Instrumente für Prince und Lang Lang, per Hand und mit dem Heli, auf Gletschern und in Konzertsälen: Christian Ciecior transportiert seit über 30 Jahren Flügel.

Text · Fotos © privat · Datum 18.12.2019

»Der normale Salonflügel wiegt 350–400 kg, die großen Konzertflügel in der Regel 500 kg, aber da gibt’s natürlich auch Sondermodelle wie den großen 2,80er von Schimmel, der wiegt dann schon 600 kg«, erklärt Christian Ciecior am Telefon, während er seinen Sprinter von Hamburg aus in Richtung Braunschweig steuert. Es knirscht und knarzt durch die Freisprechanlage, aber diese Geräuschkulisse passt zu seiner zupackenden, unkomplizierten Art.1985 gründete Christian ein Transportunternehmen, weil ihn eine befreundete Rockband gebeten hatte, ihre Tour zu betreuen. Zwei Jahre später stand dann eher zufällig der erste Flügel zur Abholung bereit – in der 5. Etage. »Danach habe ich gedacht: nie wieder!

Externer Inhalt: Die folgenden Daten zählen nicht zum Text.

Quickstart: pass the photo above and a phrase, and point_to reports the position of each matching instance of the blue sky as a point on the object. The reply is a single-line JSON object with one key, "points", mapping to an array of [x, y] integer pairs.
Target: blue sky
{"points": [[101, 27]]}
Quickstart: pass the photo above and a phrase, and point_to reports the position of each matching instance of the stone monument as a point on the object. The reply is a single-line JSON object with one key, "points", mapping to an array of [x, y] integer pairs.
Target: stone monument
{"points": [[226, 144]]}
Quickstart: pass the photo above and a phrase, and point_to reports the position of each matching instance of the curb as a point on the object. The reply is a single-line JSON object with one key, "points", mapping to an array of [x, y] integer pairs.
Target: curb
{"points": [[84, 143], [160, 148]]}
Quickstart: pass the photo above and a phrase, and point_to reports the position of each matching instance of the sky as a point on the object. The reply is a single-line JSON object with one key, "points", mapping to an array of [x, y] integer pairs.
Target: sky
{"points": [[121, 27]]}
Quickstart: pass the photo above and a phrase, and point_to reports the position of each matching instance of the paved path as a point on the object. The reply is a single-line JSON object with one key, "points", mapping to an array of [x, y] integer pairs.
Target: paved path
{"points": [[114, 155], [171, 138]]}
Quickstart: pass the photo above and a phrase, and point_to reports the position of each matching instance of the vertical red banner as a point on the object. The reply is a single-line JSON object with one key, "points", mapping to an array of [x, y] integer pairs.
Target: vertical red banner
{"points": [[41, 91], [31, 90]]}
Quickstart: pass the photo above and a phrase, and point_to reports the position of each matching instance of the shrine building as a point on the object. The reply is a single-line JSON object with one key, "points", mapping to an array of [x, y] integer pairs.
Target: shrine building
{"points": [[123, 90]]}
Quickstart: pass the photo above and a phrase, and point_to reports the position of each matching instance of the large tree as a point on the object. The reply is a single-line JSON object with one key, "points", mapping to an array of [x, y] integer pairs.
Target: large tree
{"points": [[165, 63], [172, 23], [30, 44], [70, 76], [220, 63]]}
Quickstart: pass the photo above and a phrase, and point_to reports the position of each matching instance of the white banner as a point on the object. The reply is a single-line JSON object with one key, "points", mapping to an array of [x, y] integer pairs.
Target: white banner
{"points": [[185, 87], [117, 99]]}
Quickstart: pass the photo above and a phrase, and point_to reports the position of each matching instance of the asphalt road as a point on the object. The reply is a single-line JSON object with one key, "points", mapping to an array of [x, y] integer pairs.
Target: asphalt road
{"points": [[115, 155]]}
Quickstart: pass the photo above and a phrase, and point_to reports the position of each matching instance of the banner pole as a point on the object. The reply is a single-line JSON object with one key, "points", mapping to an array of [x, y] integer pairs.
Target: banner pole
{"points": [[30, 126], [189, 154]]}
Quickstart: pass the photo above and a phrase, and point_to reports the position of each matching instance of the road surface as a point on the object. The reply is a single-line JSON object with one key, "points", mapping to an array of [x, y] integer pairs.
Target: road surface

Ich fasse so ein Ding nicht mehr an. Wenn du nicht weißt, wie das geht: lass es! Entweder geht das Instrument kaputt, oder die Treppe, oder die Träger. Oder alle drei. Aber eins davon bestimmt.« Der Klavierbauer, der ihn mit der Abholung beauftragt hatte, überredet ihn aber, weiterzumachen.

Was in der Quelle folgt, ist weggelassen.